Lawmaking is frequently a balancing act. An example of this balancing act is signage regulation. When drafting such regulations, the locality must weigh the public’s interests in public safety and aesthetics against First Amendment freedoms guaranteed by the Constitution.
Reed v. Town of Gilbert
The Town of Gilbert, Arizona (“the Town”), had an ordinance that established rules for certain categories of signs. Signs advocating an ideology had one set of restrictions, which differed from signs with political messages, which in turn differed from signs that gave directions to an event. Political signs could be as large as 32 square feet, could be posted in any quantity, could be put up anytime before an election, and could remain up for ten days after the election. Ideological signs—which under the regulation were those that carried messages such as “Happy Thanksgiving,” “Religion Is Important,” or “My Football Team Is the Best”—could be as large as 20 square feet with no time or quantity restrictions. Even more restrictive were regulations for temporary directional signs. Event hosts could post no more than four signs giving directions to a one-time event on a single property—and all signs could be no larger than six square feet, could be posted no earlier than 12 hours before the event, and had to be removed within an hour of the event’s end.
The Good News Church, through its pastor, Clyde Reed, brought suit against the Town. Good News was a small congregation. It met in temporary locations and would frequently erect signs to provide location and direction information for members. The signs included an address, telephone number, and an arrow. With so much “directional” information attached to the invitation to worship, the Town deemed Good News’ signs as temporary directional signs. With the heightened restrictions, the church could not put up their signs until 10 p.m. on Saturday nights and had to collect signs immediately after the service ended.
The U.S. Supreme Court struck down the Town’s rules. As Justice Samuel Alito quipped during oral argument, the church could keep their signs up longer by saying, “Come to our service on Sunday morning; we can’t tell you now where it will be . . . [but if] you drive by here tomorrow morning at a certain time, you will see an arrow.”
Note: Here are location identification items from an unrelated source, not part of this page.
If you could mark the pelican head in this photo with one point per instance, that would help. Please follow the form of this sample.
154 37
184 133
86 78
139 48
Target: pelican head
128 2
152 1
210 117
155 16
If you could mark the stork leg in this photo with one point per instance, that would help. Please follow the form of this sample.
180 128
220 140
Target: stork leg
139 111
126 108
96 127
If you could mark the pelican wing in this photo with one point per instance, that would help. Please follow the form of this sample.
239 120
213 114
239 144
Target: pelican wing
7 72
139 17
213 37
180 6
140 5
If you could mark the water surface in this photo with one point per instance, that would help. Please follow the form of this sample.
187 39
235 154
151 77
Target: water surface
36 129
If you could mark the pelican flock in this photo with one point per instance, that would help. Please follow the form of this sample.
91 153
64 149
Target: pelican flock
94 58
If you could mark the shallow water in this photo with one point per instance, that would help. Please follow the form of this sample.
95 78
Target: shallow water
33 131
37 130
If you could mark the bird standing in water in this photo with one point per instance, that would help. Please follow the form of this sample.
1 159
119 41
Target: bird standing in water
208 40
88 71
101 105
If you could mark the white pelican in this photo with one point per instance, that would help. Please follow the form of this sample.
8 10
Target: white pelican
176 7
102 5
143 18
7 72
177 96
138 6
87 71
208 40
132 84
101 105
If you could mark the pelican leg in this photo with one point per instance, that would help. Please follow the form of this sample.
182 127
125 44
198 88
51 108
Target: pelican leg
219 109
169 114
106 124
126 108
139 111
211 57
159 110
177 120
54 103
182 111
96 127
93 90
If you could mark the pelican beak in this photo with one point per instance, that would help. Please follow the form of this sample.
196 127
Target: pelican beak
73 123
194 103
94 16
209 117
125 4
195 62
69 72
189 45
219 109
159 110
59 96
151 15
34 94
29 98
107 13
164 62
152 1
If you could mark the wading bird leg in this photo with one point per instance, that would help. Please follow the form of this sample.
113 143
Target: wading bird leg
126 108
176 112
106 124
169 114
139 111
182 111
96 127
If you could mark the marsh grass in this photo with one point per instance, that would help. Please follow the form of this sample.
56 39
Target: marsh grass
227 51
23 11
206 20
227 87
The Court concluded that the regulations, while viewpoint neutral, were nevertheless content based on their face, and it therefore subjected the regulations to strict scrutiny and deemed the ordinance unconstitutional. A sign that advances a political message creates just as much clutter, and is equally distracting to drivers, as a sign that directs individuals to a soccer game. Highlighting the arbitrary lines the regulation drew, Justice Stephen Breyer exclaimed, “[So it comes down to,] can they put up a big sign, ideological, saying ‘Come to the next service next Tuesday, 4th and H Streets,’ . . . [but they can’t add onto that,] ‘three blocks right and two blocks left.’ . . . Well, my goodness!”
The Reed Test
In Reed, the Court interpreted previous tests of content neutrality and condensed prior tests into a two-part inquiry. In a challenge against a regulation, courts first determine whether the regulation, on its face, makes distinctions based on content; this determines under what level of scrutiny the court should evaluate the regulation. If a regulation is facially based on content, then it is subject to strict scrutiny and will survive only if it furthers a compelling government interest using the least restrictive means available.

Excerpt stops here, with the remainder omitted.